La prise en compte de l’ensemble des études publiées après 2015 donne un résultat analogue, même s’il faut tenir compte des limites de cette approche (notamment différences de durée et d’effectifs ou inhomogénéité des facteurs confondants). On peut ainsi estimer, pour une réduction de 1% de l’HbA1c, la réduction du risque d’événements majeurs entre 19% et 25%.4 L’équivalent serait encore plus important pour la rétinopathie avec une réduction de risque de 40% (données non publiées). L’inclusion de 3 études plus récentes (EMPAREGoutcome, LEADER et SUSTAIN-6) ayant montré un impact favorable sur le risque d’événements cardiovasculaires, les situe en dessous de la ligne de régression, en dépit d’une durée de suivi, là encore, limitée. Ceci pourrait suggérer un bénéfice lié à un mécanisme complémentaire indépendant (comme la réduction de la pression artérielle) de celui de la réduction glycémique.4 La même approche appliquée à l’insuffisance cardiaque ne montre pas de corrélation mais avec certaines études très nettement localisées à distance de la ligne de régression traduisant selon les cas un effet délétère (RECORD ou PRO-Active avec des glitazones) ou bénéfique (EMPAREG Outcomes avec une gliflozine), suggérant un mécanisme indépendant du contrôle de la glycémie.4
Cet effet bénéfique d’une intervention précoce a été démontré (ou fortement suggéré) pour la baisse du cholestérol sur la base d’études utilisant la randomisation mendélienne. On pourrait supposer que, de la même façon, une exposition prolongée à une hyperglycémie, pourrait induire des modifications épigénétiques (autrement dit de l’expression de certains gènes sans en altérer la structure nucléotidique) qu’une intervention précoce pourrait inverser. On manque toutefois, pour l’instant, des données nécessaires pour le démontrer. Sur un plan thérapeutique on peut également supposer que des interventions précoces et prolongées sont les seules qui peuvent corriger le risque de complications macroangiopathiques.
Si le paradigme, porté par des résultats précédemment décevants d’études cliniques, était de ne pas attribuer d’effet cardiovasculaire bénéfique au contrôle de la glycémie, cette approche permet désormais de reconsidérer totalement cette position. Une telle mise en cause ouvre donc la voix à un nouveau paradigme, comme le suggérait le titre de cette lecture.
Jean-Louis Gayet
L’auteur déclare ne pas avoir des liens d’intérêt.
RÉFÉRENCES
1. Qaseem A, Wilt TJ, Kansagara D, Horwitch C, Barry MJ, Forciea MA. Clinical Guidelines Committee of the American College of Physicians. Hemoglobin A1c Targets for Glycemic Control With Pharmacologic Therapy for Nonpregnant Adults With Type 2 Diabetes Mellitus: A Guidance Statement Update From the ACP. Ann Intern Med. 2018 Mar 6.

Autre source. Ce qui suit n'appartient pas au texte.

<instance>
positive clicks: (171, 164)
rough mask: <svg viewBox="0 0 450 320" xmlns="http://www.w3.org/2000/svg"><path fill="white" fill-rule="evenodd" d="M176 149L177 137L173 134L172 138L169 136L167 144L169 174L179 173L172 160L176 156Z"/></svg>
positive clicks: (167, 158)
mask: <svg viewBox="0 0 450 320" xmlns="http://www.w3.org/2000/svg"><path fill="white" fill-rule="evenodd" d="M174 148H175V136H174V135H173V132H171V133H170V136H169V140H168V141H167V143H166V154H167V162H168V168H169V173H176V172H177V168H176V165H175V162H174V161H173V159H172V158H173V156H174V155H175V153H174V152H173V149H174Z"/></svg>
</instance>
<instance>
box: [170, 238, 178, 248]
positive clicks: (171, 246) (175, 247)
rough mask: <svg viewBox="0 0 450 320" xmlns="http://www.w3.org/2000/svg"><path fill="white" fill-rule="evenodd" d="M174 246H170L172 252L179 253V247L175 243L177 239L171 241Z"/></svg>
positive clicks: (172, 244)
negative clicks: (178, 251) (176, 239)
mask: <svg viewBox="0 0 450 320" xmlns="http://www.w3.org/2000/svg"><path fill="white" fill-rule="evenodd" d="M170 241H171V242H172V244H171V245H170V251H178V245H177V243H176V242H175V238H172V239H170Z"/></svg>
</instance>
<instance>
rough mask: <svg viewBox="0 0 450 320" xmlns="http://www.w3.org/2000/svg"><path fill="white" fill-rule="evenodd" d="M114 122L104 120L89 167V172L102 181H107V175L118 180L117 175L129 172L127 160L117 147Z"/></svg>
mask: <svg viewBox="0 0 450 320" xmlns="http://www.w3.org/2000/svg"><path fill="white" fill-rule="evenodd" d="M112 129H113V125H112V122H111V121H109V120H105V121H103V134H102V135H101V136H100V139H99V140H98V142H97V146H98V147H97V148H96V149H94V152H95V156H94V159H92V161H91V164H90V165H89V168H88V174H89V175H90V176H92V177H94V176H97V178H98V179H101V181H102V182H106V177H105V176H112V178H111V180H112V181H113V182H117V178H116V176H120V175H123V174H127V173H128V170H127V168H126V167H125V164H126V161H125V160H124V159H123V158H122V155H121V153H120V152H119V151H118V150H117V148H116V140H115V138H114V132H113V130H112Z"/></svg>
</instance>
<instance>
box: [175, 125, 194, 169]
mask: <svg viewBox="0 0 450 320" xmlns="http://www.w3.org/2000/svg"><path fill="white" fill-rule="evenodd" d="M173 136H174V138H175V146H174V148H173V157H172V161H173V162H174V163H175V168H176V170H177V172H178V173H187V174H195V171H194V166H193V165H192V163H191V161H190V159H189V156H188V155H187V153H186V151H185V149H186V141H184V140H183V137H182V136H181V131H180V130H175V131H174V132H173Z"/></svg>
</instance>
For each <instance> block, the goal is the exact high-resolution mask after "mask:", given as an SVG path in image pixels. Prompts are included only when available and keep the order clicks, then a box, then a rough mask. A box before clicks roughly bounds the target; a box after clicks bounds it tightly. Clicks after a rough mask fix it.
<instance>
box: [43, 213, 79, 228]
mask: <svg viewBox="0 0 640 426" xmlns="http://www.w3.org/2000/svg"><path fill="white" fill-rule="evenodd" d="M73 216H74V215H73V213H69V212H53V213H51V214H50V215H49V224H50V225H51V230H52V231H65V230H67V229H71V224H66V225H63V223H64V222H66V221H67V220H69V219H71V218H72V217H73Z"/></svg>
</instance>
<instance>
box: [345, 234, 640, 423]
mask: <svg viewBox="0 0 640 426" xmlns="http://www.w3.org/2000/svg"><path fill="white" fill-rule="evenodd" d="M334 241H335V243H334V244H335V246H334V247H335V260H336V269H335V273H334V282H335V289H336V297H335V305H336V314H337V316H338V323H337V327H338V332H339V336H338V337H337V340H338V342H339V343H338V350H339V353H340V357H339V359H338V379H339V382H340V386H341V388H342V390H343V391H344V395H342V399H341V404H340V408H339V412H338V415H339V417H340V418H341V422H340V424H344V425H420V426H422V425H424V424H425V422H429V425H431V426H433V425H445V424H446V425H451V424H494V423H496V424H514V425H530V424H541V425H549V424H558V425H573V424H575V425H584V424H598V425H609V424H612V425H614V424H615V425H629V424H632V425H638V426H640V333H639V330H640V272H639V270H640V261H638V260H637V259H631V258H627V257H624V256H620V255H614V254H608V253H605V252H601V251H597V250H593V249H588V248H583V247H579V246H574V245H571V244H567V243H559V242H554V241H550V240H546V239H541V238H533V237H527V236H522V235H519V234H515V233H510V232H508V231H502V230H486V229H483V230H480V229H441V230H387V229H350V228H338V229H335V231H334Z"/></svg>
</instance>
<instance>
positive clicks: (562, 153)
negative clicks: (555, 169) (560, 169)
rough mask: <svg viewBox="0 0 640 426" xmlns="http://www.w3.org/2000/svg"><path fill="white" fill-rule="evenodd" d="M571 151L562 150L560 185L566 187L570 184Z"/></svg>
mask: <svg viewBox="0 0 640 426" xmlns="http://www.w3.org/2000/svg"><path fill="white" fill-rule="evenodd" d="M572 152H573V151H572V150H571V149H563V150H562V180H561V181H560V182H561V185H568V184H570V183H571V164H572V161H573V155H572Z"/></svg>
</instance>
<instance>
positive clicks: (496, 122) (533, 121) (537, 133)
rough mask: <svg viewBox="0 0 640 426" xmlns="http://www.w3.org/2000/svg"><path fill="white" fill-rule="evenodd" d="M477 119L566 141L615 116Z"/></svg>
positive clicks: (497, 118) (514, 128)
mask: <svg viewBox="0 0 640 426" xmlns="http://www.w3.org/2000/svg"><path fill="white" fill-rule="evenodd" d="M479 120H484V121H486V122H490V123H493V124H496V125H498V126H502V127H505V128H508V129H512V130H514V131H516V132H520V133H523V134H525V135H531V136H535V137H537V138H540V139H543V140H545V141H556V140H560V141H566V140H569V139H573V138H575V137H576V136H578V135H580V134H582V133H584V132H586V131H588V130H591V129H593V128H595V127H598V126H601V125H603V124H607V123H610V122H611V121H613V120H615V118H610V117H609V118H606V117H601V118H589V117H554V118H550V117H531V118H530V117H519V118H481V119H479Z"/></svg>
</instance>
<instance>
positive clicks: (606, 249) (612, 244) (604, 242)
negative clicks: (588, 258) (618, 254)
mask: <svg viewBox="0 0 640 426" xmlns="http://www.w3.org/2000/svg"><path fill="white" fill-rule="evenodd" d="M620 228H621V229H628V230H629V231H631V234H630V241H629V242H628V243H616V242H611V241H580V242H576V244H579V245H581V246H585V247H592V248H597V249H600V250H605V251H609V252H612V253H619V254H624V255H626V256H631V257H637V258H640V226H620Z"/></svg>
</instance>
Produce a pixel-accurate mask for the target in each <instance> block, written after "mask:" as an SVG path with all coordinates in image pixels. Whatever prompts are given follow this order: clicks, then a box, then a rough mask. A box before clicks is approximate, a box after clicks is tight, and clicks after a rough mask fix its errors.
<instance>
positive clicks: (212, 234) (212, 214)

2. Haffner SM, Lehto S, Rönnemaa T, Pyörälä K, Laakso M. Mortality from coronary heart disease in subjects with type 2 diabetes and in nondiabetic subjects with and without prior myocardial infarction. N Engl J Med. 1998 Jul 23;339(4):229-34.
3. Orchard TJ, Forrest KY, Ellis D, Becker DJ. Cumulative glycemic exposure and microvascular complications in insulin-dependent diabetes mellitus. The glycemic threshold revisited. Arch Intern Med. 1997 Sep 8;157(16):1851-6.
4. Roussel R, Steg PG, Mohammedi K, Marre M, Potier L. Prevention of cardiovascular disease through reduction of glycaemic exposure in type 2 diabetes: A perspective on glucose- lowering interventions. Diabetes Obes Metab. 2018 Feb;20(2):238-244. L’auteur déclare ne pas avoir des liens d’intérêt.